Don’t fall into the belief that you need to have a certain extroverted sales personality in order to make a sale. Sometimes the loudest, most talkative salespeople risk losing the trust of their customer base, and those that value the customer’s wishes over making the sale are met with success. Here’s how to avoid sales pitfalls to ensure that your efforts value quality over quantity.
How to Mingle at the Party of MLM Sales
Plan ahead. Come to the party prepared. You wouldn’t want to arrive only to find you were supposed to supply your own food or beverage, or that it’s a costume party and you’re in street clothes, right? In MLM, successful salespeople do a lot of planning ahead. They read material about how to be better at their profession, they train for the position in any way they can, and through experience they learn how to read customers to anticipate their next move. When making sales or presentations in MLM, don’t wing it. A “go with the flow” sales personality is great for certain situations, like in social settings or a creative atmosphere, but always remember that you want your customers to trust you. If you don’t have the facts right, or if your spontaneity wins over your organizational skills, your customers may lose trust in you and your company.
Scan the room. A room full of party-goers, but you’re stuck talking with a group of people you have little in common with. Don’t get caught speaking into the void. In the network marketing industry, make sure you’re targeting the right prospects. Your MLM product or service offers a solution to a particular problem, and if your potential customers don’t have the problem that your product addresses, or if they won’t find your services useful, don’t sell to them. Making a sale isn’t just about the exchange of currency for goods, it’s about understanding the needs of your customers and how you and your company can help fulfill those needs. Seek out the warm markets and generate quality prospects instead of enlisting those that aren’t interested.

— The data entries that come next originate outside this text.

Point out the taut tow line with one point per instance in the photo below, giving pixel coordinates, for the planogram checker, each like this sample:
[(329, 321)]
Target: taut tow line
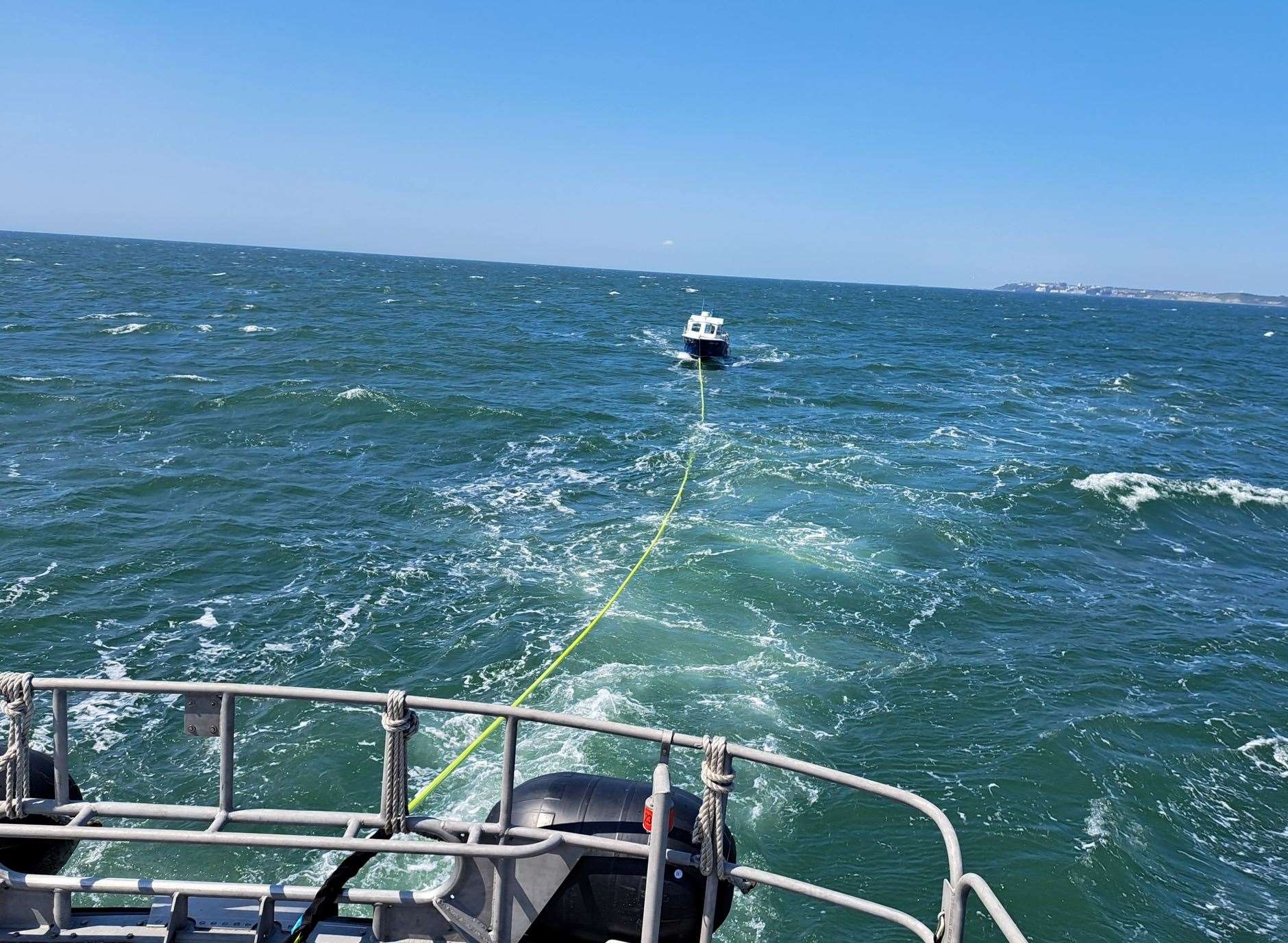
[(325, 902)]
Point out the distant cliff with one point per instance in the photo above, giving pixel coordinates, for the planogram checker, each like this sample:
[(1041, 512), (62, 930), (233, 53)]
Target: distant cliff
[(1154, 294)]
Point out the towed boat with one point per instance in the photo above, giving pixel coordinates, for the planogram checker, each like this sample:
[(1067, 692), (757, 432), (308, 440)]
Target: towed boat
[(705, 336), (565, 857)]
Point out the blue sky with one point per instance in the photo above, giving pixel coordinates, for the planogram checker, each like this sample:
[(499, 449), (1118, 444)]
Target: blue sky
[(1139, 143)]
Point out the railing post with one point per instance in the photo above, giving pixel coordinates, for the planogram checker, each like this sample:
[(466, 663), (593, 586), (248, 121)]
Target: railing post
[(952, 911), (656, 874), (501, 903), (62, 791), (227, 722), (62, 795), (713, 887)]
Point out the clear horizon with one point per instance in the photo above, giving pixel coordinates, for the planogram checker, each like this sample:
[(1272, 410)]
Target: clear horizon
[(930, 144), (613, 268)]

Don’t be a conversation hog. Every party has one. Avoid this by listening to your customers; don’t be the one doing all the talking, smiling, joking and directing. Be observant of everyone else and the body language they’re projecting, take note of your customer’s concerns and questions and address them thoughtfully.
Develop relationships. So the party’s ending, but you’re not quite ready to leave the people you’ve met. The best way to turn a chance meeting into a lasting relationship is to make connections and build a foundation of friendship. In MLM, turning a one-time sale into a solid business relationship can help you and your business. Lasting relationships can develop a stream of referrals and a business partnership that can go on for years, whereas fleeting relationships disappear as soon as the sale is made. Take the time to build a foundation through communication campaigns and social media, follow up with your customers to ensure satisfaction. Promote others and help them achieve success; keep in touch with your downline and encourage them to accomplish their goals.
Find the Right Sales Personality For Your MLM Business
Even if you consider yourself introverted, you can still achieve success in sales by being who you are and not developing a whole new sales personality. Overall, your customers want to trust you and your company, they want your product to guide them to finding a solution to their problems. They don’t want someone pushy standing in their way and incessantly talking about their product. Recognize the needs of your consumer base, earn credibility, keep an open ear and be available. Mingle at the party, but don’t dominate.